Nato a Bergamo nel 1967, Erik Gandini si é trasferito in Svezia all'età di 19 anni, ha frequentato una scuola di cinema-documentario e ha proseguito gli studi in Cinematografia all'università di Stoccolma. "L'Italia che ho ritrovato -dice oggi- é avvolta da una tensione fortissima, non tanto fra destra e sinistra quanto fra televisione e spettatori. Soprattutto i giovani, che pur di accedere in quel mondo che dall'alto li domina e li affascina, vedono come unico strumento, per imporre la propria immagine e il proprio corpo, l'uso indiscriminato di una telecamera o di un telefonino". Nell'incandescente dibattito sull'invadenza che la televisione ha preso nella vita quotidiana italiana, il documentario trova un giusto posto, sia per i materiali che propone sia per l'intenzione di svelare alcuni meccanismi 'dietro le quinte' che sfuggono allo spettatore distratto (o reso tale). E tuttavia il lavoro di Gandini non si sottrae alla sensazione che l'argomento sia affrontato in modo insufficiente, non esaustivo rispetto alle molte sfaccettature che propone. Qua e là il tono appare un po' sbrigativo e la ripetizione di persone e situazioni sottrae incisività al ritmo.
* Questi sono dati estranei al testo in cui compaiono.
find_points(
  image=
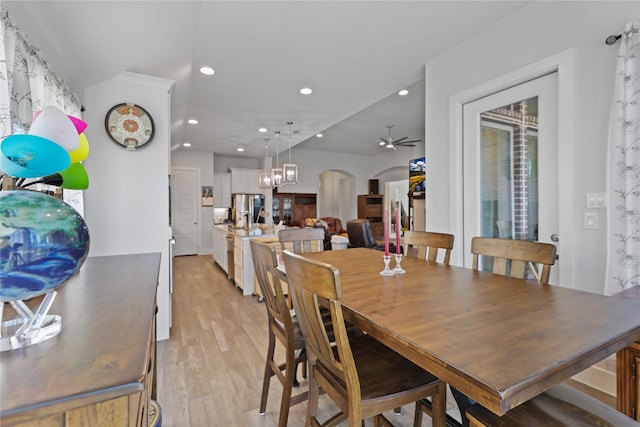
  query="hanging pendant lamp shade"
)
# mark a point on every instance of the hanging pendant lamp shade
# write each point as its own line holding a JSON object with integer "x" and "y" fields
{"x": 264, "y": 177}
{"x": 290, "y": 170}
{"x": 277, "y": 176}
Dal punto di vista pastorale, il film é da valutare come complesso, e non privo di superficialità (che riguardano appunto la realizzazione, non certo l'argomento). UTILIZZAZIONE: il film può essere utilizzato in programmazione ordinaria e riproposto in seguito in situazioni mirate come avvio alla riflessione sul tema centrale del ruolo della tv in Italia.